While none of these options is perfect, Mr Hertz argued that “it is an illusion to imagine that you can carry on in the same way as before. Marketing and compliance people must work out a solution.”
Nancy Saich, chief climate change adviser at the European Investment Bank, told delegates that the current decade is critical – and the contribution of the global investment industry in it – if greenhouse gas emissions are to be reduced by more than 50% to meet the 2050 target of keeping global warming to less than 1.5ºC. “The need for a transition is urgent – how close to the edge of the cliff are we?”

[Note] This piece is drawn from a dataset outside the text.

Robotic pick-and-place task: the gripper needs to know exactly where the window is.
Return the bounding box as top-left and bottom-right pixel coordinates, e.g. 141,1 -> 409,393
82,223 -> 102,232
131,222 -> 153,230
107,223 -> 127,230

Kate Levick, associate director for sustainable finance at think-tank E3G, said: “We need to pivot from voluntary action to regulation. It will happen first in Europe, but it’s a global trend toward transformation of the entire economic system.” She added that a critical point was not to punish entities for their starting point, which might be as a large carbon emitter, but to encourage them to undertake the transition: “What’s important is where you finish up.”
The conference concluded by examining opportunities for the ‘democratisation’ of private assets to enable non-professional investors to enjoy the same benefits of diversification, alternative revenue streams and anti-inflation properties long enjoyed by institutions. Speakers such as Vistra Luxembourg country manager, Jervis Smith, emphasised the importance of education to ensure that retail customers understand the trade-off in terms of liquidity.
Elvinger Hoss Prussen partner, Joachim Cour, noted that halfway solutions include soft lock-ups or soft gates, while AllianzBernstein senior vice-president, Silvio Cruz, pointed to available vehicles such as real estate investment trusts. “Luxembourg Part II funds have existed for a while, and European long-term investment funds also offer a solution given the right mix of liquidity and long-term positioning,” said Cruz.